Orang Dayak biasanya berburu selepas musim panen dan jika akan melaksanakan upacara atau pesta. Orang Dayak selain menggunakan dondang juga menggunakan sumpit ( sipet ) untuk berburu. Lonjo (tombak), ambang (parang) dan jerat juga digunakan.

Suku Dayak juga mahir dalam kerajinan. Kaum pria terampil dalam ngamboh ( pandai besi ), dan mengukir, sedangkan wanita terampil dalam menenun kapas atau kulit kayu dan menganyam kulit rotan menjadi tikar atau keranjang.

Perlindungan Alam Suku Dayak

Masyarakat Dayak di Pulau Kalimantan, secara turun temurun telah mempraktikkan upaya-upaya perlindungan terhadap keanekaragaman dan keberadaan sumber daya hayati-nya.
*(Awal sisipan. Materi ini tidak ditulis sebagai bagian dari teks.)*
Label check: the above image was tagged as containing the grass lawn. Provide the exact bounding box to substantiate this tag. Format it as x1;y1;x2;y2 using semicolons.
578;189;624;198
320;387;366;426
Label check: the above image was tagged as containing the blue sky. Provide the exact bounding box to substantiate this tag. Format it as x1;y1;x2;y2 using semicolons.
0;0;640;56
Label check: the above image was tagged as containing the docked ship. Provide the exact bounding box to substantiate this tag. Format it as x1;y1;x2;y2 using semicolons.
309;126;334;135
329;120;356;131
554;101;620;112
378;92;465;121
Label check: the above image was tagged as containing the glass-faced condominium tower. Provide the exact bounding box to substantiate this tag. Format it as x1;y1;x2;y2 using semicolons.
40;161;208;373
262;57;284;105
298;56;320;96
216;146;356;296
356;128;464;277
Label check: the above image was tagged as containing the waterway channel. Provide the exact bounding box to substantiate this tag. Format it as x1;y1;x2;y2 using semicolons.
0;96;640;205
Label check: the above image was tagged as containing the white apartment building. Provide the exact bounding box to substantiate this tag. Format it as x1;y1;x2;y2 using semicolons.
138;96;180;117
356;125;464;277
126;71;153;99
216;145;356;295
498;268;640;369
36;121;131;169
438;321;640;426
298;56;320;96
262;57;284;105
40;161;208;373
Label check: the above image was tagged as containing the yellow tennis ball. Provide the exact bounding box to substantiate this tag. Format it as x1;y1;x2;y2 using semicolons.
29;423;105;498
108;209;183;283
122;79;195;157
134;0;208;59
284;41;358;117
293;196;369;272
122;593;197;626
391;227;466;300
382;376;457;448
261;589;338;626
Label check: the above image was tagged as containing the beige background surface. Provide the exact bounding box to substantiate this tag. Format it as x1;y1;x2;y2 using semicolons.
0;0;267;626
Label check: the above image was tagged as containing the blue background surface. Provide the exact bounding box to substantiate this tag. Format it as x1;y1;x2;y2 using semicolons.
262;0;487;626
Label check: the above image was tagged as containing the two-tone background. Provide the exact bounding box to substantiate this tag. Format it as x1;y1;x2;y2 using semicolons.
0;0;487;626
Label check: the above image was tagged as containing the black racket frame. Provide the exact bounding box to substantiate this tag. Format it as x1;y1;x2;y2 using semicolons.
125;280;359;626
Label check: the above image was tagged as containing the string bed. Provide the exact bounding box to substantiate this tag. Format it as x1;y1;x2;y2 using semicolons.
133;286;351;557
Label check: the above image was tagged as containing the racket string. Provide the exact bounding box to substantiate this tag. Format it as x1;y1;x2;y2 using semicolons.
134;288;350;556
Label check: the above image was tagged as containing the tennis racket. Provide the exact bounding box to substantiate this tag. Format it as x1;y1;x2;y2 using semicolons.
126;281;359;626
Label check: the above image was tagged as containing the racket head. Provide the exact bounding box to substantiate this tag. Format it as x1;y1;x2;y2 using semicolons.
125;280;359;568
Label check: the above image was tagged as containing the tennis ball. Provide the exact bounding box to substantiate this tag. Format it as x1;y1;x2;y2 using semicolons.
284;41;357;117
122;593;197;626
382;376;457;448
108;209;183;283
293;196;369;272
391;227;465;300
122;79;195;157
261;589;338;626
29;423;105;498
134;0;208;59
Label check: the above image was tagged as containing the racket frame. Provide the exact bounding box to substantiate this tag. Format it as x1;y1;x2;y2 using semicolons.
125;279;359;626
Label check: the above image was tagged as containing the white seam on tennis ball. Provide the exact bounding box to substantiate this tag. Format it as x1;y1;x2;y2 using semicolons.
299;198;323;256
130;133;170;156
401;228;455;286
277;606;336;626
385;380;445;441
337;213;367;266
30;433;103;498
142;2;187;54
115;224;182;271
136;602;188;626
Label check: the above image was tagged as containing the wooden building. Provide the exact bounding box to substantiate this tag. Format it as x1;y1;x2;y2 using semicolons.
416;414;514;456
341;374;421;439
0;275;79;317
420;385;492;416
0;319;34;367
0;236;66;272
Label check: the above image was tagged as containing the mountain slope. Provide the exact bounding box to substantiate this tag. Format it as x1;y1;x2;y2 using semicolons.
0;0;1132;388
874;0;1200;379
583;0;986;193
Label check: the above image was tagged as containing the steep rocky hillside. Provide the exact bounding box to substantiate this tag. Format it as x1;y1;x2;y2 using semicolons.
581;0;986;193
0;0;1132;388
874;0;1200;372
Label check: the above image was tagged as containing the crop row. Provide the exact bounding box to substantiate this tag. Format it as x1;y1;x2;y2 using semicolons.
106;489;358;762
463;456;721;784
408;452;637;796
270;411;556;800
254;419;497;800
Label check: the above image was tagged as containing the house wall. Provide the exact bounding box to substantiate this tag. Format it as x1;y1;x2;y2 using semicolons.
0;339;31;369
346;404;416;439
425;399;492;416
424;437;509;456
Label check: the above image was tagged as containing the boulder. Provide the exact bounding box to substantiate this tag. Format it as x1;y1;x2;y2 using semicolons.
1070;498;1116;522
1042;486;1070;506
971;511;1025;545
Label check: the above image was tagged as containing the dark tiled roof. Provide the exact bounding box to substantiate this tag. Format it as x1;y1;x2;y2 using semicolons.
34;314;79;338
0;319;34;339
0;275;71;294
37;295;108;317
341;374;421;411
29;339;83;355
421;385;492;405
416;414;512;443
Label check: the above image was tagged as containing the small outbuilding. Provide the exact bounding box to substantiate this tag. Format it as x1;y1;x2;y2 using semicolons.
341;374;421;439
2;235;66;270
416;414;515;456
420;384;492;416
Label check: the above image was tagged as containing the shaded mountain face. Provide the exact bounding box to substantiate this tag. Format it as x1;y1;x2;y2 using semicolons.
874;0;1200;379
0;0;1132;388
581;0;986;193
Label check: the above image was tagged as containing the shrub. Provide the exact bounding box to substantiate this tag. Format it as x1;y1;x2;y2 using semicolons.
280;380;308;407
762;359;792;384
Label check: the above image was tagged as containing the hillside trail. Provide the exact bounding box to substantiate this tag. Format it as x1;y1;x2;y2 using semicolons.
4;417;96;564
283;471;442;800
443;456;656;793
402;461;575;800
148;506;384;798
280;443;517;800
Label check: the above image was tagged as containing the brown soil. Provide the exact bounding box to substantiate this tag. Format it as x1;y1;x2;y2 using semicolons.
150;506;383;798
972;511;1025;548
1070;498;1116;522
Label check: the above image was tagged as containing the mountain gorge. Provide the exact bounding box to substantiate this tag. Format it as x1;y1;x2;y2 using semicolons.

Nilai dan metode itu tercermin dalam beberapa terminologi adat, diantaranya:

Kaleka adalah sebuah lokasi yang pada masa lalu pernah dihuni oleh nenek moyang orang Dayak dan dijadikan area perkebunan. Pohon-pohon besar berumur tua dan memiliki buah dapat dijumpai di wilyah ini .

Lokasinya dijaga dan dilindungi karena merupakan harta waris yang peruntukannya dapat dimanfaatkan untuk kepentingan bersama dan menjadi tempat varietas bibit unggul.

Tajahan merupakan suatu wilayah yang “dikeramatkan”. Di lokasi biasanya didirikan tempat sesajian yang menyerupai bentuk rumah berukuran kecil dan beberapa patung.

Lokasi tajahan berada pada kawasan hutan-hutan lebat dan terkesan “angker”. Pada wilayah ini segala aktivitas seperti menebang hutan, melakukan perburuan dan lainnya dilarang secara adat.

Sepan-pahewan dalam bahasa Dayak Kenyan disebut Sungan, merupakan wilayah sumber mata air yang digunan oleh binatang. Lokasi sepan-pahewan merupakan wilayah perburuan yang senantiasa dijaga agar binatang terus berdatangan.

Pukung himba adalah kawasan hutan rimba sebagai wilayah yang tak boleh ditebang atau dieksploitasi. Ciri-ciri wilayah yang telah dijadikan pukung himba biasanya adalah daerah hutan lebat dengan pohon-pohon yang berumur sangat tua dan besar. Dihuni oleh satwa liar dan belum banyak ter-jamah manusia.

Norma dan Hukum Adat

Hukum adat masyarakat Dayak berasal dari asas musyawarah. Jadi keputusan hukum adat tidak pernah dijatuhkan oleh seorang, melainkan oleh suatu sidang yang terdiri dari dewan orang tua di bawah penghulu sebagai ketua.

Bentuk hukuman atas sebuah pelanggaran adat, kebanyakan berupa pemberian ganti kerugian alias danda. Danda terdiri dari dua bagian, yaitu pembayaran berbentuk benda-benda materiel (uang) dan berbentuk sajian kepada para dewa.

Seorang pemuda dilarang bercakap-cakap berduaan dengan seorang gadis khususnya ditempat sepi. Bila tertangkap basah akan mendapat hukuman adat dan juga diharuskan membayar denda.

Bila sedang berada di jalan kemudian bertemu dengan seorang gadis, dilarang menatap dan mengamati sekalipun dari jarak jauh. Karena apabila salah seorang keluarga si gadis remaja menyaksikan hal tersebut, akibatnya dituntut dalam rapat.

Seorang perempuan diajak bicara oleh seorang laki-laki padahal keduanya belum saling mengenal, apabila terlihat oleh ahli waris perempuan itu, maka laki-laki tersebut dapat didenda karena dianggap melanggar adat yang berlaku.

Dan Apabila seorang laki-laki mengajak satu atau dua perempuan untuk berjalan-jalan, tanpa terlebih dahulu meminta izin kepada ayah si gadis, akan lebih berat lagi apabila diantara mereka tidak saling mengenal, maka si laki-laki dianggap melakukan kesalahan dan dapat dituntut dalam rapat adat.

Dalam hukum adat Dayak, jika seseorang telah dinyatakan bersalah dan harus membayar denda, namun ia tidak menerima kesalahannya dan tidak mau membayar denda, maka hukuman terberat akan dijatuhkan oleh masyarakat.

Jika terjadi kasus pembunuhan tidak sengaja, misal ada seorang yang mati terkena perangkap berburu yang di pasang seseorang dan jika yang meninggal adalah suami seorang istri atau tulang punggung keluarga maka si pembuat jebakan akan dijatuhi denda untuk menanggung kehidupan keluarga korban.